While one person’s decisions to become a dictator, or a doctor, or a housewife may make her role more or less important in the world, influential for better or for worse, as a human, she holds the same value as her billions of counterparts. While her choices may wreak havoc on the universe or teach us all to become a little more compassionate, she is innately equal to every other human being.

We have no right to judge. We have no idea what makes one person more worthy than another: just because she prays three times a day doesn’t mean she doesn’t skip stoplights, just because a man on the subway complimented your baby doesn’t stop him from going home and spanking his, just because a person has thirteen facial piercings and green hair you can’t assume she deals drugs. We have absolutely no idea.
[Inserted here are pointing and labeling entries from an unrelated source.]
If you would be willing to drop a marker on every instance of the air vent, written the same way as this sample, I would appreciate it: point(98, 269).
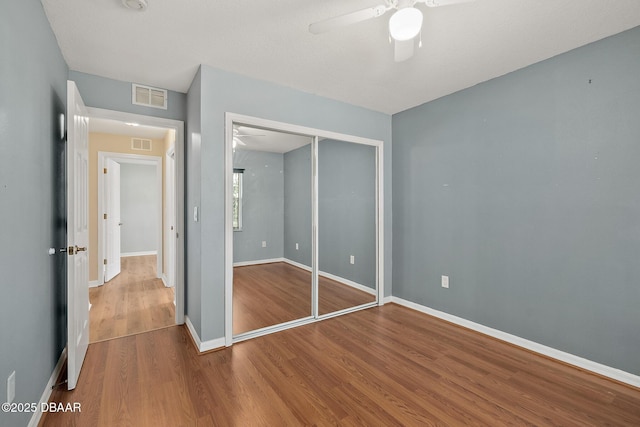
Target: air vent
point(140, 144)
point(149, 96)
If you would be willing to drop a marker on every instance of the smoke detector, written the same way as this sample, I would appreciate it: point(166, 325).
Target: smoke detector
point(135, 4)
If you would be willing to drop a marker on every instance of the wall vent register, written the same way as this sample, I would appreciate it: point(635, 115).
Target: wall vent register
point(140, 144)
point(149, 96)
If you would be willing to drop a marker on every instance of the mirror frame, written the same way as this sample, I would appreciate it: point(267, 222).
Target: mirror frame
point(232, 119)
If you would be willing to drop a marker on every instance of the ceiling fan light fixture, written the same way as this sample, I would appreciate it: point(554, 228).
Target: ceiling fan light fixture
point(405, 24)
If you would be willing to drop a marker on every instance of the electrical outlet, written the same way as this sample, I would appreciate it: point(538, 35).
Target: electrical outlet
point(445, 281)
point(11, 387)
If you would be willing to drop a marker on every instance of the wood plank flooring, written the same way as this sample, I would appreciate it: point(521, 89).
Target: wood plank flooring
point(269, 294)
point(382, 366)
point(132, 302)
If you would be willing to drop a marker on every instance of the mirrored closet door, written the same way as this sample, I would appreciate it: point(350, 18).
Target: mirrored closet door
point(346, 225)
point(272, 251)
point(304, 210)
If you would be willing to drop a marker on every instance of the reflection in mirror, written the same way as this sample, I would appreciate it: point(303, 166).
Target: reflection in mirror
point(346, 225)
point(272, 228)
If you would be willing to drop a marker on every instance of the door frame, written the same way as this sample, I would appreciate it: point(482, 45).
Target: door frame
point(316, 134)
point(178, 126)
point(135, 159)
point(169, 214)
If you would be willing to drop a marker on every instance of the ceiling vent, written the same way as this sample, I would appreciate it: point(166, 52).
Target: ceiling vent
point(149, 96)
point(140, 144)
point(135, 4)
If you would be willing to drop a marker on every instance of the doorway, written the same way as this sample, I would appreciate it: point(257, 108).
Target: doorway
point(157, 269)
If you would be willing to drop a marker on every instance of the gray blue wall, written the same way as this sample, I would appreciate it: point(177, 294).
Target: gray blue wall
point(524, 190)
point(227, 92)
point(138, 208)
point(347, 210)
point(33, 79)
point(297, 205)
point(262, 206)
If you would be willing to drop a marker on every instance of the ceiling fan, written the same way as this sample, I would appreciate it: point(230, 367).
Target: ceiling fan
point(405, 24)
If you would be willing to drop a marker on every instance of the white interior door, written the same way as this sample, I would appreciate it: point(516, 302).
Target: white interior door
point(170, 221)
point(77, 233)
point(112, 219)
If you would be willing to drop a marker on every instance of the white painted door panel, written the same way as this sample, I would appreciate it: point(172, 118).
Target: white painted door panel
point(113, 221)
point(77, 233)
point(170, 225)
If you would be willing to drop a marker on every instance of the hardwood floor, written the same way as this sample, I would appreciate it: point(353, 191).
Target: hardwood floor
point(269, 294)
point(134, 301)
point(377, 367)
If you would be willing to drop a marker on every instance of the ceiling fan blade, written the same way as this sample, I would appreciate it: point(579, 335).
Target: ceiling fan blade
point(403, 50)
point(438, 3)
point(348, 19)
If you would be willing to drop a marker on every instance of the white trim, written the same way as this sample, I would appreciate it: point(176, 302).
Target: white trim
point(206, 345)
point(165, 282)
point(257, 262)
point(35, 418)
point(178, 126)
point(141, 253)
point(296, 264)
point(230, 119)
point(571, 359)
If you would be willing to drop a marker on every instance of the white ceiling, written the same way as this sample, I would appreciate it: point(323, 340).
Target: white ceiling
point(256, 139)
point(121, 128)
point(462, 44)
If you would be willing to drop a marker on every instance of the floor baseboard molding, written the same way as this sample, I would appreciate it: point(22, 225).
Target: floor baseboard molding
point(296, 264)
point(37, 415)
point(165, 281)
point(348, 282)
point(568, 358)
point(257, 262)
point(203, 346)
point(143, 253)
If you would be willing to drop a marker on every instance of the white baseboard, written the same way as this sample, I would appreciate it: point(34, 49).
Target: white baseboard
point(296, 264)
point(257, 262)
point(165, 281)
point(568, 358)
point(143, 253)
point(348, 282)
point(206, 345)
point(35, 418)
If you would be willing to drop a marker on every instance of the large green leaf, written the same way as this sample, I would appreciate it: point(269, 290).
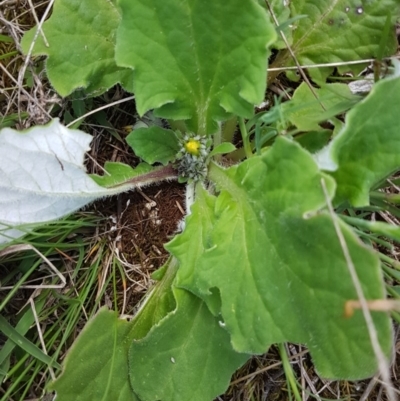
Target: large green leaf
point(43, 178)
point(368, 148)
point(194, 59)
point(188, 356)
point(96, 367)
point(81, 37)
point(341, 30)
point(274, 256)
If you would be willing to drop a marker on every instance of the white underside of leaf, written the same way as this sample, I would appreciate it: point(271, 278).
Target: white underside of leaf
point(42, 176)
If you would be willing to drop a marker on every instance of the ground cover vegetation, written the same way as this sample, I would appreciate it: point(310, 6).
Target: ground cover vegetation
point(290, 228)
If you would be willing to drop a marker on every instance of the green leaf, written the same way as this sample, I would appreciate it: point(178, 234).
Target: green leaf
point(341, 30)
point(81, 37)
point(43, 177)
point(314, 141)
point(187, 356)
point(274, 256)
point(305, 110)
point(368, 148)
point(96, 367)
point(154, 144)
point(195, 60)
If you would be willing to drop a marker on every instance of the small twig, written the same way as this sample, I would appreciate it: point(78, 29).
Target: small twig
point(38, 23)
point(298, 66)
point(269, 367)
point(25, 247)
point(22, 71)
point(106, 106)
point(53, 376)
point(337, 64)
point(382, 362)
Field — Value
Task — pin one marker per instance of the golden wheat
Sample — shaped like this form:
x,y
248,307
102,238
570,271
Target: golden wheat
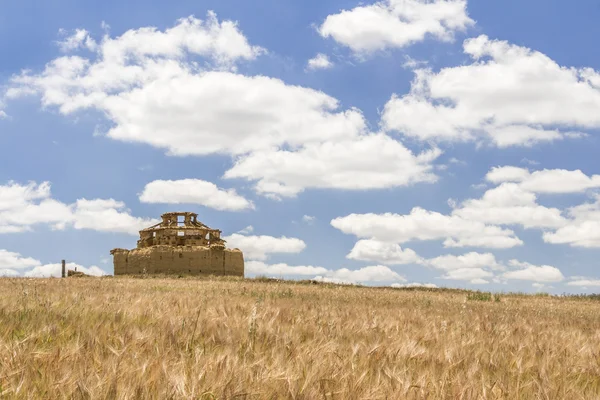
x,y
124,338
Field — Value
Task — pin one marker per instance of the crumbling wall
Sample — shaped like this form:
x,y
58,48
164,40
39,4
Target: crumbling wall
x,y
189,260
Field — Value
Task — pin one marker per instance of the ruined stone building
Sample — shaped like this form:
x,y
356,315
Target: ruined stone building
x,y
180,244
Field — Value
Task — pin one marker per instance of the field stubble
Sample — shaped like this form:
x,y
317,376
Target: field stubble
x,y
124,338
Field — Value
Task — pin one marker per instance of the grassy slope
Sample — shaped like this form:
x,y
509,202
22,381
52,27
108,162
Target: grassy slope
x,y
187,338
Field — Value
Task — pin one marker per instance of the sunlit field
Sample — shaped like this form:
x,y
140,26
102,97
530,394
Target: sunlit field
x,y
157,338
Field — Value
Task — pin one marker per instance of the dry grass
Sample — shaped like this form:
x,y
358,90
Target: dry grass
x,y
115,338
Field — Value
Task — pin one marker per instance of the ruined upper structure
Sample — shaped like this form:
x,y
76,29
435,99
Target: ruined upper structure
x,y
180,229
179,244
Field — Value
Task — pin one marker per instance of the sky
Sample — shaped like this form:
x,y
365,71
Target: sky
x,y
446,143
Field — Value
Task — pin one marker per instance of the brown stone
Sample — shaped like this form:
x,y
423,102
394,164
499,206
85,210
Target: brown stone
x,y
180,244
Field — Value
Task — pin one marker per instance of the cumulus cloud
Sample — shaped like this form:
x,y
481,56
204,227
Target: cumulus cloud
x,y
372,161
194,191
382,252
511,95
23,206
108,216
308,219
530,272
283,138
582,229
260,247
320,61
80,39
12,261
469,260
8,273
396,23
279,270
421,224
472,275
584,282
545,181
376,273
510,204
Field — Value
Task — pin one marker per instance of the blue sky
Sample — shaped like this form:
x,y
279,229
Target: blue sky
x,y
448,142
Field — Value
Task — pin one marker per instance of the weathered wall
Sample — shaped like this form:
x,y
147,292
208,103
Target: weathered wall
x,y
194,260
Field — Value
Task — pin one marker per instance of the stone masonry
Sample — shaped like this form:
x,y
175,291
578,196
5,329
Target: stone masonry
x,y
180,244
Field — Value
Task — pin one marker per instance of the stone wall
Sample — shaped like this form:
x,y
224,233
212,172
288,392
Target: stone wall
x,y
188,260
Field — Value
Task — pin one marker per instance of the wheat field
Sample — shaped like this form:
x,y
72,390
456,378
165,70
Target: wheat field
x,y
159,338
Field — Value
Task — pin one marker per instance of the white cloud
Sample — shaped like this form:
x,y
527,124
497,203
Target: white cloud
x,y
510,204
78,40
108,216
582,229
473,275
530,272
382,252
545,181
373,161
411,285
396,23
287,138
260,247
24,206
9,273
280,270
55,270
469,260
10,260
584,282
421,224
320,61
507,174
194,191
308,219
511,95
247,230
376,273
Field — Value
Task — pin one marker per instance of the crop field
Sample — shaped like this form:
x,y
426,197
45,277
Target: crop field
x,y
159,338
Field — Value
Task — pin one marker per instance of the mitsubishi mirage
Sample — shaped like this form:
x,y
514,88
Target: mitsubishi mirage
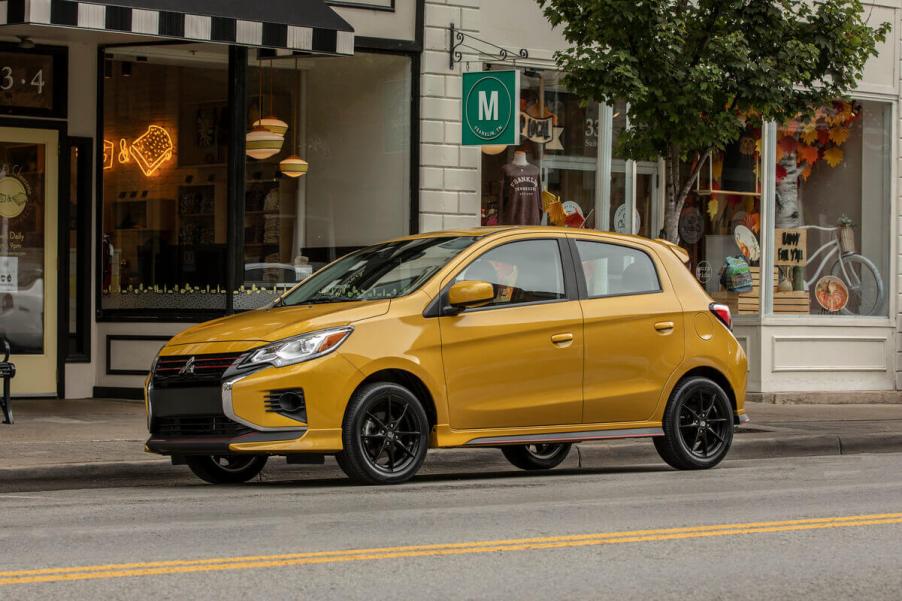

We are absolutely clueless to our surroundings.

So maybe sometime before deciding what a person deserves, what she is capable of, why her equality is unimportant, why she should be treated differently, how you want to see her versus how the rest of the world sees her versus how she sees herself, maybe, just maybe, as an individual, you should ignore all that. Ignore all the stereotypes and biases and pre-determined judgments, and just get to know someone for who she really is, what she really stands for, and understand, that she is unlike anyone else you will ever meet.